Extraits du discours d’Amin Maalouf ...

... « Cet accent, vous ne l’entendez pas souvent dans cette enceinte. Ou, pour être précis, vous ne l’entendez plus. Car, vous le savez, ce léger roulement qui, dans la France d’aujourd’hui, tend à disparaître a longtemps été la norme. N’est-ce pas ainsi que s’exprimaient La Bruyère, Racine et Richelieu, Louis XIII et Louis XIV, Mazarin, bien sûr, et avant eux avant l’Académie, Rabelais, Ronsard et Rutebeuf ? Ce roulement ne vous vient donc pas du Liban, il vous en revient. Mes ancêtres ne l’ont pas inventé, ils l’ont seulement conservé, pour l’avoir entendu de la bouche de vos ancêtres, et quelquefois aussi sur la langue de vos prédécesseurs. Qui furent nombreux à nous rendre visite – Volney, Lamartine ou Barrès ; nombreux à consacrer des livres à nos châtelaines, à nos belles étendues sous les cèdres. Permettez-moi de m’arrêter un instant sur l’un de ces Libanais de cœur : Ernest Renan. Renan qui écrivit sa Vie de Jésus aux pieds du Mont-Liban, en six semaines, d’une traite. Renan qui, dans une lettre, avait souhaité qu’on l’enterrât là-bas, près de Byblos, dans le caveau où repose Henriette, sa sœur bien-aimée. Renan qui fut élu en 1878 au 29e fauteuil, fauteuil qui allait être, cent ans plus tard, celui de Lévi-Strauss... »

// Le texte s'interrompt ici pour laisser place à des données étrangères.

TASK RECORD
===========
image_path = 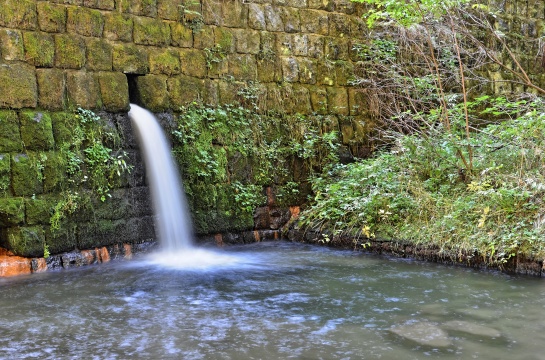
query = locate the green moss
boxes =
[24,32,55,67]
[0,110,23,153]
[134,17,170,46]
[0,63,38,108]
[20,111,54,150]
[86,39,113,71]
[3,226,45,257]
[55,34,85,69]
[104,12,133,42]
[0,198,25,227]
[113,44,149,74]
[67,6,104,37]
[149,50,180,75]
[11,153,43,196]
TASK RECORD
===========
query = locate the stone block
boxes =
[2,226,45,257]
[299,58,317,84]
[0,110,23,153]
[0,29,24,61]
[36,69,66,110]
[23,32,55,67]
[0,197,25,227]
[19,111,55,150]
[193,27,215,49]
[309,86,327,114]
[281,7,301,33]
[180,49,207,78]
[85,38,113,71]
[327,87,349,115]
[157,0,182,21]
[202,0,223,26]
[149,49,180,75]
[0,63,38,109]
[170,22,193,48]
[136,75,169,112]
[66,71,101,109]
[227,54,257,81]
[248,3,267,30]
[55,34,85,69]
[10,153,43,196]
[221,0,248,28]
[0,154,11,197]
[263,5,284,31]
[37,1,66,33]
[299,9,329,35]
[83,0,115,10]
[104,12,133,42]
[117,0,157,18]
[0,0,38,30]
[214,27,236,54]
[167,75,206,108]
[234,29,261,54]
[98,72,129,112]
[281,56,299,82]
[113,44,149,74]
[66,6,104,37]
[133,17,171,46]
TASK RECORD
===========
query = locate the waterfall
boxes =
[129,104,193,252]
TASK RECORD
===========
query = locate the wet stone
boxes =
[390,322,452,348]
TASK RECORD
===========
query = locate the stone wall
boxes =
[0,0,366,257]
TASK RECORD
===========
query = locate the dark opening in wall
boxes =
[125,74,142,106]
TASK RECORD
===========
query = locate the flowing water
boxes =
[0,241,545,359]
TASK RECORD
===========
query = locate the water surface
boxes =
[0,242,545,359]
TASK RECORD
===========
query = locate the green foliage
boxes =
[302,96,545,263]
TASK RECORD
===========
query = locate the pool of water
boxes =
[0,242,545,359]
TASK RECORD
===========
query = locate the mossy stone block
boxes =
[36,69,66,110]
[327,87,349,115]
[227,54,257,81]
[149,49,180,75]
[180,49,207,78]
[113,44,149,74]
[45,222,78,254]
[11,153,43,196]
[42,152,68,193]
[118,0,157,18]
[83,0,115,10]
[136,75,169,112]
[23,32,55,67]
[2,226,45,257]
[167,75,205,107]
[24,195,57,225]
[134,17,170,46]
[0,0,38,30]
[0,63,38,109]
[55,34,85,69]
[51,112,77,147]
[0,29,24,60]
[0,197,25,227]
[86,38,113,71]
[98,72,129,112]
[20,111,55,151]
[66,71,102,109]
[0,154,11,196]
[0,110,23,153]
[170,22,193,47]
[37,1,66,33]
[67,6,104,37]
[157,0,182,21]
[104,12,133,42]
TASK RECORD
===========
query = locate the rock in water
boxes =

« ...Si Lévi-Strauss retraverse l’Atlantique avec un pincement au cœur, jamais il ne regrettera de s’être rallié à l’opinion judicieuse de son ami.
Cet ami, je m’en voudrais de ne pas mentionner son nom. Parce que son intervention a été essentielle dans l’itinéraire de votre confrère. Mais également, je l’avoue, pour une autre raison. Il se fait que ce fidèle ami de Lévi-Strauss était aussi un fidèle ami du Liban. Henri Seyrig. En France, il est un peu oublié de nos jours. On se souvient mieux de sa fille, l’émouvante héroïne des films d’Alain Resnais et de François Truffaut, Delphine Seyrig, née à Beyrouth en 1932 et disparue prématurément en 1990. Henri, son père, éminent archéologue, membre de l’institut, avait fait pratiquement toute sa carrière au Liban, son pays adoptif. Dès 1929, il s’y était établi pour diriger le service des antiquités créé par la puissance mandataire ; il l’avait quitté pendant la guerre pour se mettre au service du général de Gaulle, qui l’avait chargé de diverses missions en Amérique latine et lui avait demandé de s’occuper des services culturels de la France combattante aux États-Unis ; à la fin de la guerre, Seyrig était impatient de retrouver le Liban, qui avait entre-temps proclamé son indépendance. Dès qu’il réussit à persuader Lévi-Strauss de le remplacer à New York, il partit fonder à Beyrouth l’Institut français d’archéologie, qu’il allait diriger pendant plus de vingt ans. Même quand André Malraux le nommera en 1960 directeur des Musées de France, il refusera d’abandonner son autre poste, faisant constamment la navette entre les deux pays qu’il aimait.
Henri Seyrig demeure dans la mémoire des Libanais – et même, incidemment, dans celle de mes proches – comme l’archétype de ce qu’il y a de plus noble et de plus généreux en France... »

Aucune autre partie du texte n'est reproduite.